Once the user has provided user input to identify a preferred position for the first distinct audio source 1104 relative to the second distinct audio source 1105, the apparatus 100 may identify a point of view, from which VR content of the same scene is available, that best satisfies the relative positioning of the first distinct audio source 1104 and the second distinct audio source 1105 indicated by the user input. For example, the apparatus may use predetermined VR-view-available criteria such as VR content having a point of within ±5 or 10° or other degrees of the angular separation at the further point. The apparatus may then, if such VR content is available or computer-generatable, provide for display of the further VR view 1300. If VR content from an appropriate point of view is not available, the apparatus 100 may provide for indication of the same to the user.

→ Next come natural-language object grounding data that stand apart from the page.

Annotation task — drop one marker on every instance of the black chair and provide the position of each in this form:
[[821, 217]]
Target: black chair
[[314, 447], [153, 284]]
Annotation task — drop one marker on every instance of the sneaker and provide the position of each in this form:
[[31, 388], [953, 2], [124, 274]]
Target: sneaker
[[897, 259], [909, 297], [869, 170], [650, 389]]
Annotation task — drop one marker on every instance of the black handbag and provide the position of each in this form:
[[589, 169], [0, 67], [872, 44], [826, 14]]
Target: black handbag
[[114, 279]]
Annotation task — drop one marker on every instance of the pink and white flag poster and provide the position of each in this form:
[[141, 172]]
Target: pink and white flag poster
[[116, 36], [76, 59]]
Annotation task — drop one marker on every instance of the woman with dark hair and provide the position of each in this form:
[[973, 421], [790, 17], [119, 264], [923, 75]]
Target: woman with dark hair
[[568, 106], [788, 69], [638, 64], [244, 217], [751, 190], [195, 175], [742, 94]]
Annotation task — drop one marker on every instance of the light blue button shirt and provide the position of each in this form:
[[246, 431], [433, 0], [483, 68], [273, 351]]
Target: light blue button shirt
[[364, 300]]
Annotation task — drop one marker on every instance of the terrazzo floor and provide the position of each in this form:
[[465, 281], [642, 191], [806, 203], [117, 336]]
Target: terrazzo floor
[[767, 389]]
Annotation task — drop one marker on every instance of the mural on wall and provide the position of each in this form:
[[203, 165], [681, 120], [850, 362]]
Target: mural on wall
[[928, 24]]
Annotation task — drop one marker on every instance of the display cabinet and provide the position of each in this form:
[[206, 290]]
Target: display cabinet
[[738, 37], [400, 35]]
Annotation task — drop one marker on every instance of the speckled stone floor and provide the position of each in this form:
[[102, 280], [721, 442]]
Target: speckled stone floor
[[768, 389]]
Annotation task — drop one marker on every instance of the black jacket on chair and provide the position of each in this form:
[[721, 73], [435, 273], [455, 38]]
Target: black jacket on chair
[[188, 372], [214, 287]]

It will be appreciated that the apparatus 100 may be provided with relative-separation-from-different-VR-views information indicative of the relative positon of the two or more distinct audio sources 1104, 1105 from a plurality of points of view at which VR content is available (e.g. from different VR content capture device positions when the scene was captured). Accordingly, the apparatus 100 may provide for feedback to a user during the virtual dragging gesture of one of the distinct audio sources, the feedback indicative of when the selected distinct audio source 1104 is at a position (or angular separation) relative to the second distinct audio source 1105 for which VR content from a different point of view is available. Accordingly, the apparatus 100 may determine, during the user-gesture to move one of the distinct audio sources, the current angular separation between the two distinct audio sources and provide for feedback to the user when the current angular separation is within a threshold of an angular separation indicated in the relative-separation-from-different-VR-views information. On receiving this “drag-position-is-valid” feedback the user may select the current position knowing that a VR view from a different point of view is available.

The drag-position-is-valid feedback may comprise one or more of visual feedback, haptic feedback and audio feedback. In one or more examples, the icon representing the distinct audio source or the image or the ghosted image 1303 of the distinct audio source (i.e. the actress) may be highlighted to provide the view-is-available feedback. In one or more examples, the visual feedback may be provided by display of a valid-position graphic associated with the dragged-audio-source-graphic 1303. The valid-position graphic may appear as a change in colour, shading, shape, highlight of or icon overlaid over the dragged-audio-source-graphic 1303. In one or more examples, the audio from the selected audio source that is virtually moved by the user is provided with an audio effect, such as a muffling effect, and the view-is-available feedback may provide the removal of the audio effect. Thus, the user may hear muffled audio while they are moving or “dragging” the distinct audio source to a better position and when they happen to reach a position in which the current angular separation is able to be satisfied by display of VR content from the different point of view, the audio may be presented un-muffled.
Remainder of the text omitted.